True confession time: I’ll start. I haven’t been sleeping well lately. How about you? If you’re like most Americans you haven’t been getting the prescribed 7 to 9 hours nightly either. (ref: Centers for Disease Control) And, chances are if you are sleeping for 7 hours it may not be good quality. I know when I wake up, the sheets are all twisted and the pillows are often on the floor. (Although that might be from my dog’s wiggling around.) We need good quality sleep for our health and well-being. Back in the early days of the pandemic I wrote that sleep difficulties were common. Things haven’t changed a whole lot in the last couple of years.
What happens when you don’t get enough?
If we don’t get enough zzzz’s, we run the risk of developing type 2 diabetes. Sleeping better and for a longer time can help in regulating blood sugar, which is an indicator of diabetes.
Not getting enough zzz’s has also been linked to obesity. This can have had its roots in childhood – it’s linked to brain development in children and insufficient sleep can adversely affect the hypothalamus which regulates appetite and the expenditure of energy. However, studies have revealed an association between short sleep and excess weight in all ages. So, we’re not exempt from this. If we’re overweight as adults, don’t use the old “I’m too tired to eat right and exercise” excuse!
It’s been suggested that insufficient duration and sleep disorders contribute to depression. The CDC reports that rest disturbance has been a notable symptom of depression, but it could be that other symptoms of depression decrease with better sleep.
No one is exempt
No one is exempt from the need for 7 to 9 hours. Jennifer Lopez related the story of the panic attack she had in the early days of her career brought on by lack of sleep. Now JLo makes sleep a priority. In fact, it’s an important part of her healthy aging routine.
How to sleep better
Here are some recommendations from the American Academy of Sleep Medicine on how to get enough, and better quality rest:
- Be like JLo and prioritize your sleep. Plan on a bedtime that will give you those 7 to 9 hours. Go to bed at the same time every day and wake up at the same time – even on the weekends.
- Make sure the environment is conducive to sleep. Your room should be comfortable, dark and a good temperature. Most people have better rest when it’s a little cool.

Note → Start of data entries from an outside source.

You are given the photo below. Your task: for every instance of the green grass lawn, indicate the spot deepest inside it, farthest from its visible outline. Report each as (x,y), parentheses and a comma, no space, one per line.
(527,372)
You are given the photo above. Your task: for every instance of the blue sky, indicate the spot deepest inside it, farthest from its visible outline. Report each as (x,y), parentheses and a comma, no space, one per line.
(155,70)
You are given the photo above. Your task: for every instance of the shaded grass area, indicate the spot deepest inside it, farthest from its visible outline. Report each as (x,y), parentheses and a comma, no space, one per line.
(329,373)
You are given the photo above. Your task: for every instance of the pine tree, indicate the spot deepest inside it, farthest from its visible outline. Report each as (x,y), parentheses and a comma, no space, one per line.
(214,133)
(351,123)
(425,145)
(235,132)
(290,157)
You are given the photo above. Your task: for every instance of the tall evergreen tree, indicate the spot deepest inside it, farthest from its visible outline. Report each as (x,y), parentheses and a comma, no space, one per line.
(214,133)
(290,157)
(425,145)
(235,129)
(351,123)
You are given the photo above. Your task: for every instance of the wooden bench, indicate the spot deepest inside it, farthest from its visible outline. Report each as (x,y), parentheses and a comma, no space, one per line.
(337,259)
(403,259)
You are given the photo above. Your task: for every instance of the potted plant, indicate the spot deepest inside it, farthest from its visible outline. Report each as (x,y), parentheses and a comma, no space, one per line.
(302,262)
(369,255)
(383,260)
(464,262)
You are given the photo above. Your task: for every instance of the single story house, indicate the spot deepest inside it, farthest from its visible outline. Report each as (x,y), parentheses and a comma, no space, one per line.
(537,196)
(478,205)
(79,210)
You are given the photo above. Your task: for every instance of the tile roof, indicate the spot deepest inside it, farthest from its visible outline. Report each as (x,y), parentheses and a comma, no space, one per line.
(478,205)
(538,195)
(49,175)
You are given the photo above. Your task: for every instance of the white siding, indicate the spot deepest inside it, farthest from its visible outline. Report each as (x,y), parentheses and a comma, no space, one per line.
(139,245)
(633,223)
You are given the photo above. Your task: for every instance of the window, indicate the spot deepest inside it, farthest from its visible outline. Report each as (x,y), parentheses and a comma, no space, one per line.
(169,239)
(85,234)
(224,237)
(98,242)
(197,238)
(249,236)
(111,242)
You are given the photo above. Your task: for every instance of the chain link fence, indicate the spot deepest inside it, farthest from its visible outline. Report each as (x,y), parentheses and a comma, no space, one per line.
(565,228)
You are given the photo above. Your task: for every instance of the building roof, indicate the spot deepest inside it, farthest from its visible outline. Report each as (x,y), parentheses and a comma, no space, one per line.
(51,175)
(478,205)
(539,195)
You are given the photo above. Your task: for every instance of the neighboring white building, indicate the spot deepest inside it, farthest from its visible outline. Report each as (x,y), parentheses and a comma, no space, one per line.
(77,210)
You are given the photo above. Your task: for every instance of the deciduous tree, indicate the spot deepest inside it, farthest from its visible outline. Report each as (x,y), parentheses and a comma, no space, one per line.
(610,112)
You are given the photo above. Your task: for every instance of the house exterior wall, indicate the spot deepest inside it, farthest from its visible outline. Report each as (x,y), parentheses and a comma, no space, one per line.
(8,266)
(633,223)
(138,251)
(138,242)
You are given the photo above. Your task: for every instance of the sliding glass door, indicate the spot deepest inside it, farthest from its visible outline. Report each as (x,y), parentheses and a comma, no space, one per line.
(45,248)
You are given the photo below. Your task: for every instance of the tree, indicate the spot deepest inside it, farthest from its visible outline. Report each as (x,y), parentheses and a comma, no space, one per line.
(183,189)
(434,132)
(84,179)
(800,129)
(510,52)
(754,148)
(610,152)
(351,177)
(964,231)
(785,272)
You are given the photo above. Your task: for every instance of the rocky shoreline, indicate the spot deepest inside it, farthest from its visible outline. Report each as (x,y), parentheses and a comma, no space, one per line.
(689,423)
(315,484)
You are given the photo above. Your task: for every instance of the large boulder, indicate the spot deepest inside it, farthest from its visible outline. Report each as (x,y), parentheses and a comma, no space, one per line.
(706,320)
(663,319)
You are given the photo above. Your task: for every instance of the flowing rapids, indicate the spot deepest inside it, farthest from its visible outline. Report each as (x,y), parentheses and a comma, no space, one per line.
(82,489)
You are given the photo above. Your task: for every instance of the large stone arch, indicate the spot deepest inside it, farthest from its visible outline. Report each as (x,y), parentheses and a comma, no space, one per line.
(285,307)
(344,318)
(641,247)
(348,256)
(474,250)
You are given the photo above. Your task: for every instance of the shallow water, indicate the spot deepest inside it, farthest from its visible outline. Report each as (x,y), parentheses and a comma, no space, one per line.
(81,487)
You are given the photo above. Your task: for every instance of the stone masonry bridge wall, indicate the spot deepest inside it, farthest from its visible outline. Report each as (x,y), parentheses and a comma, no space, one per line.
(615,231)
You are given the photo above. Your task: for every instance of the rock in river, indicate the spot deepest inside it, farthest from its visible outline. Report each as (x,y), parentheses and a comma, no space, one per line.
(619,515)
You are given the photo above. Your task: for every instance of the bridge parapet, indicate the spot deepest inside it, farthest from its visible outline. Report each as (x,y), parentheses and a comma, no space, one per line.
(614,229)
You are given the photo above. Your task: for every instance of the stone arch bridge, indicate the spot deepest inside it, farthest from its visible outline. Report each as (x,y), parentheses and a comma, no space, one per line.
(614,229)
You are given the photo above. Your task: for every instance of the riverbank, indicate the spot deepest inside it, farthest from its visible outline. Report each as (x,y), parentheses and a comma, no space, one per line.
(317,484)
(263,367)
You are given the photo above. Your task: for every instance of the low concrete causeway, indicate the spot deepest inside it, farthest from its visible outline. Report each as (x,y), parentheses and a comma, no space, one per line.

- If you can’t bear to take electronics out of the bedroom, turn them off a half hour before bed.
- Don’t eat large meals or drink alcohol just before bed.
- Exercise: physical activity during the day can help you sleep better.
Even though you may not have known all the implications, this is really nothing very new. Eat right, exercise, and get your 7 to 9 hours a night for healthy aging.